Issue V – Financing the deficit (increasing the national debt)

This is simply spending more monies we don’t have.  Our representatives fly around the globe begging on our name. The proceeds from such efforts may or may not patch holes but it won’t give us the nation promised at the dawn of independence. Sustainable management of our ‘Factors of Production’ is the only assured path.

Borrowing is another scheme that is keeping us afloat. Our nation has national debt estimated at 130% of our GDP. That would be about D136b; that amounts to D68,500 debt per capita – simply the share of each Gambian. As if that isn’t already beyond our ordinary ability to pay, for 2022, Barrow administration intends to borrow D2.46b from Gambians and another D1.905b from outside sources. That will be a total of D4.365b to add to an already bloated national debt. This vicious cycle of macro-economic ineptitude is responsible of our socio-economic miseries.

Conclusion

Gambia government is the solemn creation of the people. The purposes are to organize our collection community to assure coexistence in relative peace that supports improvement of livings. Their only legitimate duty is to serve as per constitution.

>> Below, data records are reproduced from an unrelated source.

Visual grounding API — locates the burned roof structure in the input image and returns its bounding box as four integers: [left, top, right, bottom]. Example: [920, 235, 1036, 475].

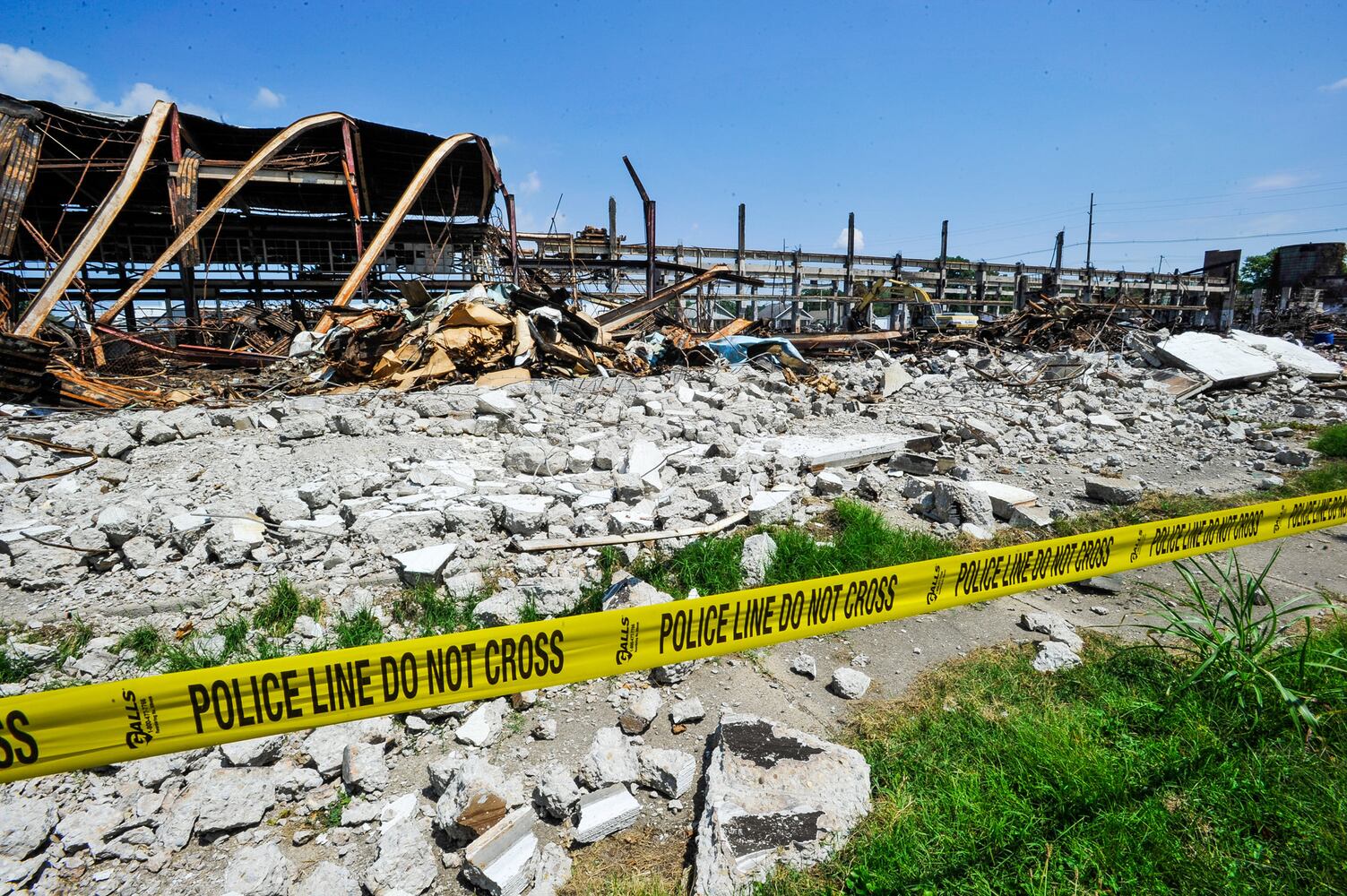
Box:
[0, 96, 503, 337]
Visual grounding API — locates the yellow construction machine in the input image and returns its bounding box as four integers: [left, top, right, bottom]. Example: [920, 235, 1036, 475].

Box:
[850, 278, 978, 332]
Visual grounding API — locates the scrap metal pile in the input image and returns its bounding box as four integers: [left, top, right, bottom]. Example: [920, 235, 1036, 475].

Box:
[316, 286, 649, 391]
[977, 297, 1151, 351]
[0, 276, 838, 409]
[1248, 306, 1347, 343]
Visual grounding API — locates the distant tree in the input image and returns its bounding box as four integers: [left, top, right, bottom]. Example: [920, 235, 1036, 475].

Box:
[1239, 249, 1277, 289]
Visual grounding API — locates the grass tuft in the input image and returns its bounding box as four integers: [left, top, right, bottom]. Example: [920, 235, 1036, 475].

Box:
[1143, 551, 1347, 729]
[332, 607, 384, 650]
[254, 577, 324, 637]
[0, 645, 35, 685]
[112, 624, 164, 668]
[56, 616, 93, 663]
[318, 789, 350, 827]
[758, 621, 1347, 896]
[392, 582, 489, 637]
[1309, 423, 1347, 458]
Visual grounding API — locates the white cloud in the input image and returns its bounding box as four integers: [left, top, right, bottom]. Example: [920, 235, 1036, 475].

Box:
[0, 43, 99, 108]
[254, 88, 286, 109]
[1248, 174, 1308, 190]
[833, 228, 865, 252]
[514, 171, 543, 195]
[0, 43, 220, 118]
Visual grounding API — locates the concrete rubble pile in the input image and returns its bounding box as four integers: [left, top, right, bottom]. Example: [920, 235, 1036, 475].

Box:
[0, 302, 1344, 896]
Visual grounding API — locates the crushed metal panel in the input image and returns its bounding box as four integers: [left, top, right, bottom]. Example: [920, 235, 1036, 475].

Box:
[0, 332, 56, 401]
[0, 116, 42, 256]
[168, 150, 201, 268]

There is no justification for that government to live on 93 bututs of taxes and no-taxes collected. The government is too bloated and redundant for the purposes it was created for; hence too expensive and corrupt. To change will require a fundamental paradigm shift where Banjul will be strip to only functions relevant at the center. The rest of governance will be kick to the people where they live. After all Independent democratic republic is self-governing. That’s freedom and dignity independence promised.

On the other side prosperity will not grace our shores with begging and grand-parties. It will come and sustained through time tested management of resources of production. We are blessed with able human resources that are capable of accounting for the interface of our needs/wants and our Factors of Production. We do not have everything, but no country does – all that we need is right public policies, right mobilization and right organization.

Generating a mere D18b (17%) from taxes and non-taxes from an economy of D105 shows lack of seriousness, lack of know-how and public corruption. Taxes cannot be collected rightly and fairly without adequate systems that account outputs in the economy. For the most part it is not our inability to institute such systems but our refusal because it will curtail stealing from the public.

Finally, human nature is intertwined with vices, guess from creation. No system is perfect enough to completely contain those vices. The fixes are constant battles of innovative changes.  Gambians are generally good and pious yet hard to find one that will not illegitimate rob the public given a chance. This is an interesting contradiction between our spiritual and physical beings. I will leave that to psychologists/social-scientists to worry about. Nonetheless, for any chances to the promises of independence we have to be better than what we have being the past 56 years and counting.